Three projects in AI analysis, forecasting, and personal context.

I work on systems where AI personas debate structured questions, predictions are validated against real outcomes, and personal data stays under user control.

Perspectives

Multi-agent forecasting and decision analysis.

Decisions under uncertainty benefit from structured analysis that surfaces competing considerations. Perspectives runs eight AI personas through a multi-phase debate: blind proposals, interrogation, discussion, and ranked-choice voting. The output is a single PDF report.

Predictions are tracked against real outcomes and prediction market data. This feedback loop identifies which analytical approaches are well-calibrated and adjusts their influence in future analyses.

getperspectives.app

Universal Automation Wiki

World model infrastructure.

Predictions and analysis benefit from structured representations of how systems work. The Universal Automation Wiki models processes at every scale, from individual daily routines to company operations to government policy.

Open source, intended as shared infrastructure.

universalautomation.wiki

Dossier

Privacy-first personal context for AI interactions.

AI interactions improve with personal context (goals, preferences, risk tolerance, topic boundaries), but that context should stay under user control. Dossier stores everything locally. Inferences are generated during sessions and discarded unless the user confirms them.

Open source, to make the architecture verifiable.

Coming Soon

The three projects address different layers of context for AI-assisted analysis. The Universal Automation Wiki provides structured representations of how systems work. Perspectives analyses what might happen within those systems through multi-agent debate.

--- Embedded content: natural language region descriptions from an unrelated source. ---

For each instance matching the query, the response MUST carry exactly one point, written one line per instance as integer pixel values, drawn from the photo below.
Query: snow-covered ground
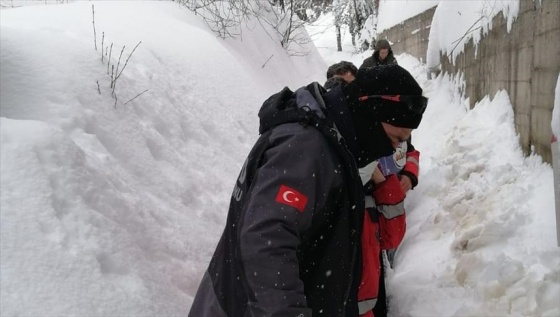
(114, 208)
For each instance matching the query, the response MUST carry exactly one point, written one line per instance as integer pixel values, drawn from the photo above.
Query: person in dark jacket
(292, 241)
(382, 55)
(340, 73)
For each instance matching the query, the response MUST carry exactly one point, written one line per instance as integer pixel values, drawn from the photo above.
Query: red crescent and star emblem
(291, 197)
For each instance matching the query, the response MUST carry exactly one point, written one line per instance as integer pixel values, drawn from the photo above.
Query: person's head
(345, 70)
(382, 47)
(388, 96)
(340, 73)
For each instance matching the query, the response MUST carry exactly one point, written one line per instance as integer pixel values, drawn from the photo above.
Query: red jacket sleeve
(389, 200)
(412, 166)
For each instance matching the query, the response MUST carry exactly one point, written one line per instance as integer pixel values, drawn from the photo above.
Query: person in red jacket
(392, 176)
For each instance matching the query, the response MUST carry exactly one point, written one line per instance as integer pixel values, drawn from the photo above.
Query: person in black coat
(292, 241)
(382, 55)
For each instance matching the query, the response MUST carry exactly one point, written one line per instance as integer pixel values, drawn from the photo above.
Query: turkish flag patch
(291, 197)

Dossier provides the personal context that determines what matters to the person asking.

The long-term direction is an ecosystem where predictions draw on structured world models, are stress-tested through forced debate, and are contextualised to the individual. Each project is useful independently. The connections between them make the analysis more grounded.

Three layers of context
Universal Automation Wiki
How systems work. Processes and structures at every scale.
Perspectives
What might happen. Analysis and prediction through structured debate.
Dossier
Who is asking. Personal context, owned and controlled by the user.
Structured disagreement

The debate architecture forces AI personas to challenge each other's reasoning through blind proposals and structured interrogation. Analysis from systems designed to disagree tends to surface considerations that a single model would not.

Validated against reality

Predictions are tracked against outcomes and prediction market data. This feedback identifies which analytical approaches are well-calibrated and which consistently over- or under-estimate.

User-controlled data

Personal context makes AI more useful. The trade-off should be explicit. Dossier uses local-first architecture with consent-driven sharing and ephemeral inference by default.

Open and transparent

Personal identity systems and world model infrastructure are open source to allow verification and collaboration. The decision-making engine is proprietary.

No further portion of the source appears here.